How to prove $\sqrt{99} + \sqrt{101} < 2\sqrt{100}$ without a calculator

Question

This is one of my extension sheet questions and I was really stumped on how to approach it.

$\sqrt{99} + \sqrt{101} < 2\sqrt{100}$

First I had approached it by looking at smaller and larger square roots, however the numbers are much too small to be practical in an exam. I next have done the following:

Let $n = 10$

$\sqrt{n^2-1}$ + $\sqrt{n^2+1}$

$\sqrt{(n-1)(n+1)}$ + $\sqrt{n^2+1}$

But this didn't seem to workout to anything meaningful, so have left it at this. Could anyone see another approach to this question which is probably glaringly obvious?

Answer 1

The sequence $\sqrt{n+1}-\sqrt{n}$ is decreasing, as $$\sqrt{n+1}-\sqrt{n}=\dfrac{1}{\sqrt{n+1}+\sqrt{n}}$$ and the square root is an increasing function.

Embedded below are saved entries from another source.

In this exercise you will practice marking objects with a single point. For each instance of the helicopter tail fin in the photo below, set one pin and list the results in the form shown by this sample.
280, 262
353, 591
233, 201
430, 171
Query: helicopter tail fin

Thus, $$\sqrt{100}-\sqrt{99}>\sqrt{101}-\sqrt{100}\implies \sqrt{99}+\sqrt{101}<2\sqrt{100}$$

Answer 2

Square both sides (both are positive), you'll get:

$$200+2\sqrt{99}\sqrt{101} < 400 \implies \sqrt{99 \cdot 101} < 100 \implies \sqrt{9999} < \sqrt{10000}$$ which is true because $\sqrt{x}$ is an increasing function

Answer 3

A little bit of an overkill, but overall another approach - define $f(x)=\sqrt{x}$. The inequality becomes: $$\frac{f(100)-f(99)}{100-99}=f(100)-f(99)>f(101)-f(100)=\frac{f(101)-f(100)}{101-100}$$ By Lagrange IVT, the LHS is equal to $f'(c_1)$ for some $c_1\in (99,100)$ and the RHS is equal to $f'(c_2)$ for some $c_2\in (100,101)%$. As $f'(x)=\frac{1}{2\sqrt{x}}$ is strictly decreasing, $f'(c_1)>f'(c_2)$, giving us the desired inequality.